I’m talking on the phone with my college sophomore. I savor these phone calls because she really prefers texting to actual voice contact. But today she is in a chatty mood because she just met with the career counselor and she had some interesting advice.
Here is what I miss the most with my daughter in college
She is giving me an overview of what the counselor said when she stops talking to me for a moment to interact with a peer. I hear some muffled conversation followed by my daughter saying, “Thanks!” before returning to our phone call. I put together on my end is that her friend complimented what she was wearing.
I ask my daughter and she says yes, but that she didn’t think she was particularly dressed up. “I’m just wearing jeans,” she says, “But I guess it’s a cute fall look with my boots.” I ask her to send me a picture. She says “Sure” but I know she won’t.
She gets busy and really who cares what she is wearing, it’s pretty inconsequential in the scheme of things. We go back to discussing her meeting and what the counselor suggested she do for the summer. A few minutes later, she hangs up because the class is starting.
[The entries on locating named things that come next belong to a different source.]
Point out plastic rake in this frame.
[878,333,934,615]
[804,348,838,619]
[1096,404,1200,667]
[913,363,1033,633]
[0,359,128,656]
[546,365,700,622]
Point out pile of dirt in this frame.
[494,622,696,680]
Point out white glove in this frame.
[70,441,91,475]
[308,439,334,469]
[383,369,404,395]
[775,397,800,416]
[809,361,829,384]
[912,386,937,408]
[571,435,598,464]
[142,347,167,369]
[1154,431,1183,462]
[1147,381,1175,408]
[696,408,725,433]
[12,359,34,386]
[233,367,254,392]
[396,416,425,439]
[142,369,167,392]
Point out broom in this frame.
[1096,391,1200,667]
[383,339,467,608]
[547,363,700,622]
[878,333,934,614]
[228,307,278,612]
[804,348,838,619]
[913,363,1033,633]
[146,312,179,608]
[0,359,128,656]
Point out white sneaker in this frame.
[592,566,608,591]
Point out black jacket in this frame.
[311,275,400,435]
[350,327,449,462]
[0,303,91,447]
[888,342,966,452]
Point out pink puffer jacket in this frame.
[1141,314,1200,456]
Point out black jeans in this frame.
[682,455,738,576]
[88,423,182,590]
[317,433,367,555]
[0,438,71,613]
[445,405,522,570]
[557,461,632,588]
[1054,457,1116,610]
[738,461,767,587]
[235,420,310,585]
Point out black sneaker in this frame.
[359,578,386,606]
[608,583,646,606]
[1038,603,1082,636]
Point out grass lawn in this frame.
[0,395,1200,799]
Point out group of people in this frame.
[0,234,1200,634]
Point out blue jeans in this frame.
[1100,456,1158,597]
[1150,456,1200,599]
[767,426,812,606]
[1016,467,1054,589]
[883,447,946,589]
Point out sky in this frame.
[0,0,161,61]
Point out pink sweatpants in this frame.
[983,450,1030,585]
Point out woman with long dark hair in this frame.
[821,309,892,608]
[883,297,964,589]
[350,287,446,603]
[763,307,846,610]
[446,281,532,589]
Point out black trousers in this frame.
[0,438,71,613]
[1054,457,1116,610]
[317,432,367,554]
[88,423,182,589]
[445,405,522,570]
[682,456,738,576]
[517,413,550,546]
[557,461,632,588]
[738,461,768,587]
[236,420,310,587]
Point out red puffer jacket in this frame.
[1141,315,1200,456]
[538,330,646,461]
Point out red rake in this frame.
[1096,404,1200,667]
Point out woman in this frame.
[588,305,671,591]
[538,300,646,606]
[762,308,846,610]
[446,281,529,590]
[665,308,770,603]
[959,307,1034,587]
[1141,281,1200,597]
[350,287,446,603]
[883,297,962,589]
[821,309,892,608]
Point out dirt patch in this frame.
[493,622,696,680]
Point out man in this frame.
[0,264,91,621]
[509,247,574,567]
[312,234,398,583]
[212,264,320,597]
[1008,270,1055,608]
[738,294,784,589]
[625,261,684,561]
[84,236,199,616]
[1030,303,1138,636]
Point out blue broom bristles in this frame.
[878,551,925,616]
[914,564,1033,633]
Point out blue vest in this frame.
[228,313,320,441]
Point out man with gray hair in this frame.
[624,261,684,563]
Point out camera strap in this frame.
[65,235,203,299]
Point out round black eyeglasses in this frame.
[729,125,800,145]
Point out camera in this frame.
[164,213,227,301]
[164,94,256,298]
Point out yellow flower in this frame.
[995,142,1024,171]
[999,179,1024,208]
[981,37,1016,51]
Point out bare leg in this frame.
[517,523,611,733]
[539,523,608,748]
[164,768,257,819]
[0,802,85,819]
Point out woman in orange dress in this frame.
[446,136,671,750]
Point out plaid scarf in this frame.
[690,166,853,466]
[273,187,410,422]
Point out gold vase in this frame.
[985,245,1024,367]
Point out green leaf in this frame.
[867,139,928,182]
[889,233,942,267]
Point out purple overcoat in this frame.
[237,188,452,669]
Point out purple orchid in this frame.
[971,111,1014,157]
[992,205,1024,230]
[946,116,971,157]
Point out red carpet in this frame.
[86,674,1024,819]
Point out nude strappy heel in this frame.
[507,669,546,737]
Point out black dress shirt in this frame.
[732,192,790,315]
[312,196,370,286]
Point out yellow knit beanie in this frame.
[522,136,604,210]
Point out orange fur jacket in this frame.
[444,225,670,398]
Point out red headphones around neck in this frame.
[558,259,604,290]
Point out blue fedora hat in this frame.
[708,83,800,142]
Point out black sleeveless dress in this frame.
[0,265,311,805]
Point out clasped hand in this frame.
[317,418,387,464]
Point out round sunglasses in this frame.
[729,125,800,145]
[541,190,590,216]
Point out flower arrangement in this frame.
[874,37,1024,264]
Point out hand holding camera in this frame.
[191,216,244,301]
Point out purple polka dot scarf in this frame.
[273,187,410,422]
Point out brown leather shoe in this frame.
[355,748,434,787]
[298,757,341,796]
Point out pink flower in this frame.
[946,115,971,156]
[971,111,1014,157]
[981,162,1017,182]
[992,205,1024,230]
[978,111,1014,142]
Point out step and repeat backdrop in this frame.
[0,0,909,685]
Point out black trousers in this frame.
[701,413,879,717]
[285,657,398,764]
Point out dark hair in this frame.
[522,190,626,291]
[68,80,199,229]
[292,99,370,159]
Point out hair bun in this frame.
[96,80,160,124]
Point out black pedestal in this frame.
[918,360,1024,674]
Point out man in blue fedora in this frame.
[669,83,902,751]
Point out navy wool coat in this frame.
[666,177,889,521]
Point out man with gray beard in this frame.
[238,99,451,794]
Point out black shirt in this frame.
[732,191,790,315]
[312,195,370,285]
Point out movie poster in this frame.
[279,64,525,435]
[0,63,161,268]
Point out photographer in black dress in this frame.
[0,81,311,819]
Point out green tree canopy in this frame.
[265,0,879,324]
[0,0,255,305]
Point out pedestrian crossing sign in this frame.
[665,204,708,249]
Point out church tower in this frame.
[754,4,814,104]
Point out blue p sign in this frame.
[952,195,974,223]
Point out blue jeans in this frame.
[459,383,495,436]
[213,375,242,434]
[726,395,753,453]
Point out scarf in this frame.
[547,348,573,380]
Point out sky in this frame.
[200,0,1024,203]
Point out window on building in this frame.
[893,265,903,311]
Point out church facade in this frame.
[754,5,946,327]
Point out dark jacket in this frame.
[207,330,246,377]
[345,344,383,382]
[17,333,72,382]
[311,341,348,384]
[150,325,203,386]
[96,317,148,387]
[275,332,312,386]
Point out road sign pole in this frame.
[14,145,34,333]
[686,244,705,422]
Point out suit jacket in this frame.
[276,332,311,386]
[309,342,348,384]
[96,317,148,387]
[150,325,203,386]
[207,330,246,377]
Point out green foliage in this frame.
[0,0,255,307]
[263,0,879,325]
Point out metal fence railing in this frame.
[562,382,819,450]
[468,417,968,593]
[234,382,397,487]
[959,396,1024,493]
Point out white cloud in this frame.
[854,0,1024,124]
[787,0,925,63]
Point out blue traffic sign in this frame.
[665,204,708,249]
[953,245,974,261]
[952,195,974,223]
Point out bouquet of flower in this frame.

As I go back to what I was doing before she called, I try to picture her walking across campus and wonder what boots she is wearing. You might think that I would be more interested in my daughter’s career path than her daily clothing choices, but you’d be wrong. It’s the little stuff like knowing what she is wearing when she walks out the door that I miss the most now that she is in college.
Each morning when she was in high school, she would barrel down the steps, always in a frenetic rush. She would spend way too much time in snooze mode after her alarm went off and then panic about being late would take over. There was always muttering and movement…looking for misplaced keys, last-minute printing of a class assignment, grabbing something from the pantry for breakfast
Before she was about to leave I would always come into the mudroom to say goodbye to her. Without either of us realizing it, her departure seemed to occur the same way each day. She’d scream “Bye Mom” as she opened the door and I’d say, “Make good choices and stay out of trouble.”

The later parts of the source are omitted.